South Yorkshire Times 3rd July 1965
The Old Pottery
Our Denaby correspondent writes: A few days ago I turned up some information about the one time existing Denaby Pottery and on referring to this I find that some residents don’t know that such an industry existed in our midst, and so I thought a few details would be of interest to some of our younger residents and readers.
I wrote something about this Pottery in my ‘notes’ in 1931 (34 years ago) and asked if any of our readers at that time could locate the exact site of the Pottery, which I understood was near the end of Denaby Lane.
The following week a letter appeared in the ‘South Yorkshire Times’ from a correspondent who just gave the initials “W.S.” and he stated, “Many of your older readers will recall some ruined buildings including a tall chimney stack, which stood on the south side of the railway somewhere between the end of Denaby Lane and the level crossing. This was where the Denaby Pottery was situated.”
Our Denaby correspondent continues: I well remember those old buildings and the old chimney stack (which was demolished some years ago). As boys we used to play about in those ruins and we always called that the Bone Mill or Glue Works. The chimney was demolished during the war years when the place was made into a railway sidings for the I.C.I. Factory, then at Denaby Main.

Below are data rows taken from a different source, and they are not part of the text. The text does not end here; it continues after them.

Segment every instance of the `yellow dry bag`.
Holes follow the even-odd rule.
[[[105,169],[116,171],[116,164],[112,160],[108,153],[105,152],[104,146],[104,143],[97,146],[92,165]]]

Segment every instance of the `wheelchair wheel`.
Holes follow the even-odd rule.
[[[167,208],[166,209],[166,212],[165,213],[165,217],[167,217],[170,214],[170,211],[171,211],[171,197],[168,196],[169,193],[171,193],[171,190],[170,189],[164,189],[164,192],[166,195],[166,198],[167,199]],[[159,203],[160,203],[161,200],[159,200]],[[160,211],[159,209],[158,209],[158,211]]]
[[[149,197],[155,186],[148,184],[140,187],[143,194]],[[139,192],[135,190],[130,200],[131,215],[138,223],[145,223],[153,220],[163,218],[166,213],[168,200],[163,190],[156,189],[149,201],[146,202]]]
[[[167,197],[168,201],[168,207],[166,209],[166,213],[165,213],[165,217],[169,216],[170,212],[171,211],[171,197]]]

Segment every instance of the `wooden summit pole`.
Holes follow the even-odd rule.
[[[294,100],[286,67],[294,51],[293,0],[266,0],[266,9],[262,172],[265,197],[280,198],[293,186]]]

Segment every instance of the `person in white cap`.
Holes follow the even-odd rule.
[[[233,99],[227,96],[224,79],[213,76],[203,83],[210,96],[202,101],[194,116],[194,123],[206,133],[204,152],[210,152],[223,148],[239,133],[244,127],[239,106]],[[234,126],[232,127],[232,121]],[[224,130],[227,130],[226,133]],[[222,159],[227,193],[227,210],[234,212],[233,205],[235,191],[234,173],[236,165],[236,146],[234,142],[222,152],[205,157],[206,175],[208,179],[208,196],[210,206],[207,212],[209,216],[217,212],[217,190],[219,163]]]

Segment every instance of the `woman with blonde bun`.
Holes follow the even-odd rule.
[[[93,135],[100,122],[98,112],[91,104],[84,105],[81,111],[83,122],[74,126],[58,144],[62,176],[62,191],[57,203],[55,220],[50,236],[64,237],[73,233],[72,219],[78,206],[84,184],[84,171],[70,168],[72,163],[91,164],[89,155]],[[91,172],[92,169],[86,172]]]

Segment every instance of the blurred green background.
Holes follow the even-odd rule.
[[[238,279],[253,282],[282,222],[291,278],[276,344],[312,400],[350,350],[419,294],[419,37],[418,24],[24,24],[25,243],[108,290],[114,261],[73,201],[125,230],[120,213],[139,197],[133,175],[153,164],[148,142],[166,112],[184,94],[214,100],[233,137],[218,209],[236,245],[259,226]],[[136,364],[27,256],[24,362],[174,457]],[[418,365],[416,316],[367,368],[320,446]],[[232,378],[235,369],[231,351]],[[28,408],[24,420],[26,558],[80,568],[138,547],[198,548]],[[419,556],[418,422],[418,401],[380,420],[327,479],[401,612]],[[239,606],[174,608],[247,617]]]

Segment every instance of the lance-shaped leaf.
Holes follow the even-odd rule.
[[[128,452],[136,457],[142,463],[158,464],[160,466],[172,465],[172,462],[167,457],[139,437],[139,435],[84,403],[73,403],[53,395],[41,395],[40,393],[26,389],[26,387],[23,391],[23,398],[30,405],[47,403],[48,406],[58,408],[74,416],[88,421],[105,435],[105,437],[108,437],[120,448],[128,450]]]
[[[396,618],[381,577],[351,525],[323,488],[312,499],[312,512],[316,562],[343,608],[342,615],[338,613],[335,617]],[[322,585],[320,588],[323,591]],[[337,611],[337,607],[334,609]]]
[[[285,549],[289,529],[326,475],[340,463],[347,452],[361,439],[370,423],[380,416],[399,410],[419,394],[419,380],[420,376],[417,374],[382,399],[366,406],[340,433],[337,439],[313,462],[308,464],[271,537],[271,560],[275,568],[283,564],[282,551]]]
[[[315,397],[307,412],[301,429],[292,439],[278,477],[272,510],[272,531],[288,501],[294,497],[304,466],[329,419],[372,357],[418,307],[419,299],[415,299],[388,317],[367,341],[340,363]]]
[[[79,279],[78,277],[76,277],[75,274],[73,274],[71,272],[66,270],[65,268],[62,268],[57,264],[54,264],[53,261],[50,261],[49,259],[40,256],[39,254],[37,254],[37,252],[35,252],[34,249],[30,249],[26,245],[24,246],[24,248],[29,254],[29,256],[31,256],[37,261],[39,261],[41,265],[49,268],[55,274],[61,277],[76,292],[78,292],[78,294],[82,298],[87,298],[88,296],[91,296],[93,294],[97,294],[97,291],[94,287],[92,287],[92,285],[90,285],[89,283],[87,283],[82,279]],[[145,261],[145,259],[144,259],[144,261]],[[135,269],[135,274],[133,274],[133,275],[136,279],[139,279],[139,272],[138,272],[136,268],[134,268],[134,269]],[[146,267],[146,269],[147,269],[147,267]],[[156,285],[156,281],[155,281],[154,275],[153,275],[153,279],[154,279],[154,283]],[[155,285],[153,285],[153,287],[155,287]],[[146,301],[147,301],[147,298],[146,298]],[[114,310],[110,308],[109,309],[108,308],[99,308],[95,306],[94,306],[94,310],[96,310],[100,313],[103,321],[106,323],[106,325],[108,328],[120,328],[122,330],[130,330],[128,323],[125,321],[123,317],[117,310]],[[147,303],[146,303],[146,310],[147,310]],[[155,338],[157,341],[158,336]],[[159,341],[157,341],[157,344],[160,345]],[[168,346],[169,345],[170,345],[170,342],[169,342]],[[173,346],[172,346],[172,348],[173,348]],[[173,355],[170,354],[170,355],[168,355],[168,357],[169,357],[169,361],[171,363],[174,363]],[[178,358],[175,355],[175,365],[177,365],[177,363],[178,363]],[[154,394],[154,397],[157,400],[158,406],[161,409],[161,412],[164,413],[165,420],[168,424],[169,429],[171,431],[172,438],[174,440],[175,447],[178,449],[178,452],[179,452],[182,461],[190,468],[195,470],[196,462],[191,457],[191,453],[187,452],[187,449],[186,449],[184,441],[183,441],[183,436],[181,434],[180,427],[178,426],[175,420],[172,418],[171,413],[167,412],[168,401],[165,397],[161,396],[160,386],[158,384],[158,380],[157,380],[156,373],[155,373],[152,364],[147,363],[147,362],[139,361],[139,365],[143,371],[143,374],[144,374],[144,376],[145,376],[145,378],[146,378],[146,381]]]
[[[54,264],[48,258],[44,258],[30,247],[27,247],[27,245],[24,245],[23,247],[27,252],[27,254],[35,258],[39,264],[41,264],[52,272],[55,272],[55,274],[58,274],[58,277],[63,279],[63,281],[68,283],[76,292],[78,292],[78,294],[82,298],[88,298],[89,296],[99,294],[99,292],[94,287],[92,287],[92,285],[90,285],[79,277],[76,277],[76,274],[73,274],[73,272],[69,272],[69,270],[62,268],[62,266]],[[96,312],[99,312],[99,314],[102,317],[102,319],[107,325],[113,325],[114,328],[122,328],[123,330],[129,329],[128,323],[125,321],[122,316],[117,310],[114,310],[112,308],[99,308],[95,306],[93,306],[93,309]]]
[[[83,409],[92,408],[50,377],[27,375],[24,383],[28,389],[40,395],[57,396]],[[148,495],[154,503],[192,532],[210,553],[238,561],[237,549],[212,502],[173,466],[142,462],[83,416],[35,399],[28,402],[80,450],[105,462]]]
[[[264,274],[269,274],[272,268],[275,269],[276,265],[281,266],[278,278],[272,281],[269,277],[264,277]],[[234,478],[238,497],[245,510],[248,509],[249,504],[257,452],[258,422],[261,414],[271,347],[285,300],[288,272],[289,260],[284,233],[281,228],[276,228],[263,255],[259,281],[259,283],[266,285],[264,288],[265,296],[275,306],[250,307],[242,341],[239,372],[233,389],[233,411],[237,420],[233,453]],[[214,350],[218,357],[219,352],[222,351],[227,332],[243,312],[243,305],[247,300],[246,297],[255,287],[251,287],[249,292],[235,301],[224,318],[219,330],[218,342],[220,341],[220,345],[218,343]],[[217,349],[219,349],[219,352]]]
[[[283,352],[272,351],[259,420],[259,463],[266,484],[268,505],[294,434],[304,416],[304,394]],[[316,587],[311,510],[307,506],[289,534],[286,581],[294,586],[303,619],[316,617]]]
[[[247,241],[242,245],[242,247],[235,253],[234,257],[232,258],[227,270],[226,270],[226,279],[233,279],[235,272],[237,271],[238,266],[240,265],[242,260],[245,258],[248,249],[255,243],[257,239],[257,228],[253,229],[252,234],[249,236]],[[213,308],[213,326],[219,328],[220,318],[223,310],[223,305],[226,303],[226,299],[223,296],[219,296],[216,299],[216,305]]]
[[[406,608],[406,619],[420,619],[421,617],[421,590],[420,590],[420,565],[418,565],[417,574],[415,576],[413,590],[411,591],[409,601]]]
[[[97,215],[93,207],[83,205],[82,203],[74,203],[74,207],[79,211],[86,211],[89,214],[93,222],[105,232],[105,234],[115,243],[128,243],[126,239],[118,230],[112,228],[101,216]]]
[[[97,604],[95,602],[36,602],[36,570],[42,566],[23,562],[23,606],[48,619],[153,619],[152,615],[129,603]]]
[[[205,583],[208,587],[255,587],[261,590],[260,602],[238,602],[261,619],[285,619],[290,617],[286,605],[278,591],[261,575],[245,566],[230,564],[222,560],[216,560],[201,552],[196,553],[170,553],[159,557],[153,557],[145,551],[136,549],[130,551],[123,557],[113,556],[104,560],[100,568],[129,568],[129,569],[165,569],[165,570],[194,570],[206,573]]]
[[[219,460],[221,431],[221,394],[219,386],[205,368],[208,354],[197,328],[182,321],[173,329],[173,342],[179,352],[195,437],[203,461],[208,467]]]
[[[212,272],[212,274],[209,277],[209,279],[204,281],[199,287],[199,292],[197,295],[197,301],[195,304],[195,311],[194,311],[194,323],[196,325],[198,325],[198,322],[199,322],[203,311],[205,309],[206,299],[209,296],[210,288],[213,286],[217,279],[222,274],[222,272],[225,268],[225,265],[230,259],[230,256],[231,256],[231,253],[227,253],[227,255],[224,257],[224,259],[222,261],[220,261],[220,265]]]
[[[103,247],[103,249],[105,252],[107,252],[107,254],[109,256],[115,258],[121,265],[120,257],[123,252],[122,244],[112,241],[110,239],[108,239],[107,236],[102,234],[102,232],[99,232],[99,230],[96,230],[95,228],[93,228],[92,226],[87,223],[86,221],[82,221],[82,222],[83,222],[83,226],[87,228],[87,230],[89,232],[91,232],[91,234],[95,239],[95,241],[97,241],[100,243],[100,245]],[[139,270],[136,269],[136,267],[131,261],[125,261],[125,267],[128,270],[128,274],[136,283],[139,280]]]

The correspondent who answered the query of our Denaby correspondent 34 years ago, also stated in his letter,
“The factory was originally established by Messrs Allcocks, of Burslem, for the manufacture of fire brick, but in 1864 it was acquired by a Mr. John Wardle, who, in conjunction with a Mr. W. Wilkinson, commenced to manufacture all the ordinary kinds of printed earthenware, pearl body, and cream ware, in all the favourite patterns from new copperplates. Really good tea, coffee, dinner and toilet services were produced there, together with yellow or cane coloured ware, and decorative tiles were produced from ‘Conisbrough’ clay.
The distinguishing mark was the Staffordshire knot, with the words “Wilkinson and Wardle, Denaby Potteries”. Somewhere about 1870 the manufacture of earthenware at these works ceased, and the factory was converted into a bone and glue works.”